To be eligible for these studies, participants must generally be between 18 and 100 years of age. All genders are welcome to participate, but these trials are specifically for patients with certain medical conditions and do not enroll healthy volunteers or children.

Development Timeline

The journey of Botensilimab in clinical development began on March 1, 2019. Since then, a robust research program has unfolded, with the latest trial anticipated to conclude by April 8, 2026.

To date, a total of 33 trials involving 3,299 participants have been initiated to explore the potential of this drug. Early development saw two trials in Early Phase 1, with the majority of studies progressing into Phase 2 (19 trials) and Phase 1 (6 trials), indicating a significant focus on assessing efficacy and safety in patient populations. The program has also advanced to later stages, with two Phase 3 trials and one Phase 2/Phase 3 study currently underway.

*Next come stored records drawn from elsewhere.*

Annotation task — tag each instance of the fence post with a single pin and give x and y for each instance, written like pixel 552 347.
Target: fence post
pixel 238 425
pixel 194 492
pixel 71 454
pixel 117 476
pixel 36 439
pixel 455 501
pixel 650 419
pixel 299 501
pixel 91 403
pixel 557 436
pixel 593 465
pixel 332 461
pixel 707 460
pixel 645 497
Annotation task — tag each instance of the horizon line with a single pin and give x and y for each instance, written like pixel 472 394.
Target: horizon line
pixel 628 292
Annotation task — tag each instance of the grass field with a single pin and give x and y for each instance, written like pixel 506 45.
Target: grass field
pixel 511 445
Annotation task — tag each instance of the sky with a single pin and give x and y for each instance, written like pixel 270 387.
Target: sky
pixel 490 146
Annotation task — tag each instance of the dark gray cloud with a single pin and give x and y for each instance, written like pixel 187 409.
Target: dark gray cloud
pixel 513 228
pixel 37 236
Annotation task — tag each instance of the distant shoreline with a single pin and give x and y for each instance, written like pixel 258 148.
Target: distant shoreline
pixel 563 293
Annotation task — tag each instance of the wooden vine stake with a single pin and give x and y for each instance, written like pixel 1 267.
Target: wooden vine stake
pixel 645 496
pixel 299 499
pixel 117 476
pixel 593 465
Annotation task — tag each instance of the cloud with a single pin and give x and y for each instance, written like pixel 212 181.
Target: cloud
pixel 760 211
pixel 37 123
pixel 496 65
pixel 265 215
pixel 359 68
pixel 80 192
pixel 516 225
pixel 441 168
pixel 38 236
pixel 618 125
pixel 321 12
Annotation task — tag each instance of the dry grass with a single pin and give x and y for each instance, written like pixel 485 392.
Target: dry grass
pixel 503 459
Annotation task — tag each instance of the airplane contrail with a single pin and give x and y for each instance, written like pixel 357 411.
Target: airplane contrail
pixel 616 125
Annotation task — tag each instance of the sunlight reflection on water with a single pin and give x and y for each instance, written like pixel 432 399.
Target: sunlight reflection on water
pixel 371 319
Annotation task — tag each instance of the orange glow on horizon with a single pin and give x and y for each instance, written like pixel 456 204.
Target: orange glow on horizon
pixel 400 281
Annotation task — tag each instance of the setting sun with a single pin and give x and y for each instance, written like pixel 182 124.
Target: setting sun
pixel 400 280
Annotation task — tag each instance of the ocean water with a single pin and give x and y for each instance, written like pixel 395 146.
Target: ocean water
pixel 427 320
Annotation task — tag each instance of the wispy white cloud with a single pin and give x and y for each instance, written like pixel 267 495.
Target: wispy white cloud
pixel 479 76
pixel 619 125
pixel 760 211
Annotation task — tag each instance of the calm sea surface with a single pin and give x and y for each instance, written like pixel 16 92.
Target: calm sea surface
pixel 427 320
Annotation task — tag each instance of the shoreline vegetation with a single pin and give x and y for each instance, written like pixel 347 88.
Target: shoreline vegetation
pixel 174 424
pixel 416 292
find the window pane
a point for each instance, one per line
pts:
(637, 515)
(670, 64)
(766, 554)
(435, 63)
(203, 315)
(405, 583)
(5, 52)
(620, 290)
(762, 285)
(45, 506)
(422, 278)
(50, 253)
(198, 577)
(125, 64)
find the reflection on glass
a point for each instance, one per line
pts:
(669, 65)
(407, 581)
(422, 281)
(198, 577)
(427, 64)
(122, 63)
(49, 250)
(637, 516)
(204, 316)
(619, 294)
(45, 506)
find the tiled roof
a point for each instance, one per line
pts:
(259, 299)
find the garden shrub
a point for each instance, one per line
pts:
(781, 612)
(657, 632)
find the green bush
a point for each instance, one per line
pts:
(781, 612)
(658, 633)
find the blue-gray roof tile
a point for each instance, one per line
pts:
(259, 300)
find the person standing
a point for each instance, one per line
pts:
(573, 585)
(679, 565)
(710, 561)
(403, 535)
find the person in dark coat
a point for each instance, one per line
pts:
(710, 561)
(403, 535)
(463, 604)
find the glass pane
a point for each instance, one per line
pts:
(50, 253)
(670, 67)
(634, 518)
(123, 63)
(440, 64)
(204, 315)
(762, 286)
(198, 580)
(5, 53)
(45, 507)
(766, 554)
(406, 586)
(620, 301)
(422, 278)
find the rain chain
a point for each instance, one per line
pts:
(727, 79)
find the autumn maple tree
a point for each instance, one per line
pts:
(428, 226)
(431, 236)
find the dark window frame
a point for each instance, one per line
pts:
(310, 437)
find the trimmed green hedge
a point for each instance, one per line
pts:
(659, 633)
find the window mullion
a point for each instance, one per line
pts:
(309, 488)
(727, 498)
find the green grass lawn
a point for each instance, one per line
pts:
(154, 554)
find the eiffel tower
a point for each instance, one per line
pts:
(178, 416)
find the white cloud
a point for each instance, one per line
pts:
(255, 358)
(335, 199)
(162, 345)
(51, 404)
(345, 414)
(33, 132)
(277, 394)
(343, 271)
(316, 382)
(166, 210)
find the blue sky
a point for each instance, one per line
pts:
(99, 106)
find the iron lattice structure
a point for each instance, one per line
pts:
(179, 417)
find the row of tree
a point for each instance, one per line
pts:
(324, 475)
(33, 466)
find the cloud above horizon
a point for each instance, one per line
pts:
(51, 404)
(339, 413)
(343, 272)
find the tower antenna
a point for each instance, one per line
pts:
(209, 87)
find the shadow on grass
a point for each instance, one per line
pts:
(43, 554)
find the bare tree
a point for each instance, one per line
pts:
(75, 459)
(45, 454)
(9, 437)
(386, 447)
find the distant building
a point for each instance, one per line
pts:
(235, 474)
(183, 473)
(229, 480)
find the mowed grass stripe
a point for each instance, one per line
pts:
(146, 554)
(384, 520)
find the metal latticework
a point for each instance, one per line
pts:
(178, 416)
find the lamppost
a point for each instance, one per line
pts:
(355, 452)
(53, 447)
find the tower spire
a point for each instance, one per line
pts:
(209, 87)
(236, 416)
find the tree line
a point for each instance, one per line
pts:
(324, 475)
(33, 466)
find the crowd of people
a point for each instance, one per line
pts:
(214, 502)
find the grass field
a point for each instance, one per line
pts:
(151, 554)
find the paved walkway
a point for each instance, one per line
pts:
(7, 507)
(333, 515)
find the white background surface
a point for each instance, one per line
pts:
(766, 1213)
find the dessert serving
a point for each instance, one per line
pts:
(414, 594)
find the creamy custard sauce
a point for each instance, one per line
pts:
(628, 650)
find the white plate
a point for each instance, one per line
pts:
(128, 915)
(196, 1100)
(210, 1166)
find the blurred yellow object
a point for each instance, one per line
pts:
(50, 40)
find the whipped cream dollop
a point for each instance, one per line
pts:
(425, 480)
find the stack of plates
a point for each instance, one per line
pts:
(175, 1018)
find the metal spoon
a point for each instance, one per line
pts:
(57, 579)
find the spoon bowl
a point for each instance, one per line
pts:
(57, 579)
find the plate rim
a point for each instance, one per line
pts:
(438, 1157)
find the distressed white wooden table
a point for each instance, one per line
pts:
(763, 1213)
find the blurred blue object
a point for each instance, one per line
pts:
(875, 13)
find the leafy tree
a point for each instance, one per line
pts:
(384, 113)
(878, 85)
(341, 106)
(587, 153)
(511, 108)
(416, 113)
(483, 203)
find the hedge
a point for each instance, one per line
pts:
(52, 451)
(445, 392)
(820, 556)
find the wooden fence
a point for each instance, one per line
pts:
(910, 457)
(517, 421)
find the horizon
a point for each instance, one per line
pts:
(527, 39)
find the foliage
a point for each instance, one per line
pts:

Initially, Botensilimab was explored for conditions such as IBS-C and hyperphosphatemia. However, its development rapidly expanded to explore its potential across a broad spectrum of cancers. Major sponsors like Agenus Inc., with 7 trials, and institutions such as City of Hope Medical Center and Memorial Sloan Kettering Cancer Center, have been instrumental in driving this research.

The pipeline has grown to include investigations into metastatic colorectal adenocarcinoma, pancreatic cancer, advanced cancer, glioblastoma, non-small cell lung cancer, and various forms of gastric, esophageal, and rectal cancers. This expansion reflects a continuous effort to understand Botensilimab's role in treating a diverse array of challenging malignancies.